No fluxo que parte do site specific ao site oriented, o artista desloca seu papel de produtor de objetos estéticos para um agenciador em arte. Neste sentido, haverá sempre uma necessidade do artista como produtor de um significado, mesmo quando a autoria é compartilhada com colaboradores ou com a estrutura institucional. Por sua vez, esta noção de autoria compartilhada, resulta da

28 tematização de sites discursivos como lugar específico de uma história e discurso da identidade do artista ou dos colaboradores do site.

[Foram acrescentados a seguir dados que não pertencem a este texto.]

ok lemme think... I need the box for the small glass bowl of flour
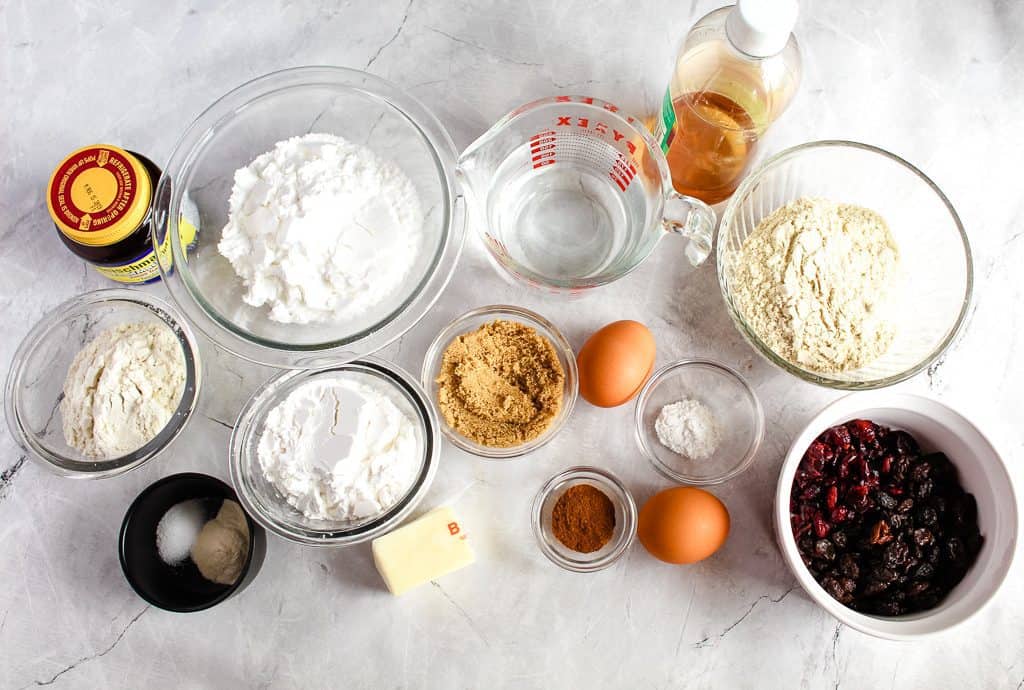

O conjunto de significados dos sites orientados é construído principalmente pelo movimento e decisões do artista e a elaboração crítica do projeto que se desdobra ao seu redor. Isto é, os sites discursivos e literais criam uma narrativa nômade, onde o artista atua como narrador-protagonista. Neste contexto, os trabalhos em site orientado também reforçam a cultura de diferentes lugares, já que tem como foco a experiência levada pelo artista. Esta desterritorialização do site desloca a identidade daquilo que o remeteria a um lugar específico para um modelo migratório, que dá sentido à produção de múltiplas identidades, formadas por encontros e circunstâncias imprevistas, promovendo o encontro de diferenças. Para Miwon Kwon (1997), o paradigma dos sujeitos e sites nômades é viver em uma ideologia de liberdade de diferentes escolhas que lhe permitam reinventar seu cotidiano, restabelecendo assim, outros paradigmas, podendo ainda, pertencer a uma multiplicidade de lugares ou até mesmo em nenhum lugar.

O entendimento desse poder de escolha torna-se uma construção cultural de identidade múltipla e que flui dando o privilégio ao trânsito nômade entre a mobilidade e a especificidade.

Somente essas práticas culturais que tem essa sensibilidade relacional podem tornar encontros locais em compromissos de longa duração e transformar intimidades passageiras em marcas sociais permanentes e irremovíveis – para que a seqüência de lugares que habitamos durante a nossa vida não se torne generalizada em uma serialização indiferenciada, um lugar após o outro.(MIWON,1997) Desta maneira, os lugares que habitamos durante a nossa vida não são lugares passageiros e inespecíficos, mas lugares modificados a partir da nossa vivência. Estes caminhos apontados por Miwon Kwon dão sentido para um novo campo que trata de uma noção de espacialidade contextual e dialógica que não partiria da obra em si, como no modernismo, mas sim de suas múltiplas relações sociais e culturais com o entorno e o espectador.

Estas novas formas contextualizadas permitem a abertura para uma discussão em arte pública, abrindo possibilidades de atuação de artistas junto ao

29 espaço público, dando início a um período de abertura para os problemas do mundo. Podemos falar em uma ruptura espacial desde a tradição artística moderna, que ao enfrentar novos os paradigmas sociais e políticos de um espaço público concreto e suas crises sociais, passa a dar sentido a este novo contexto como uma busca, uma caminhada.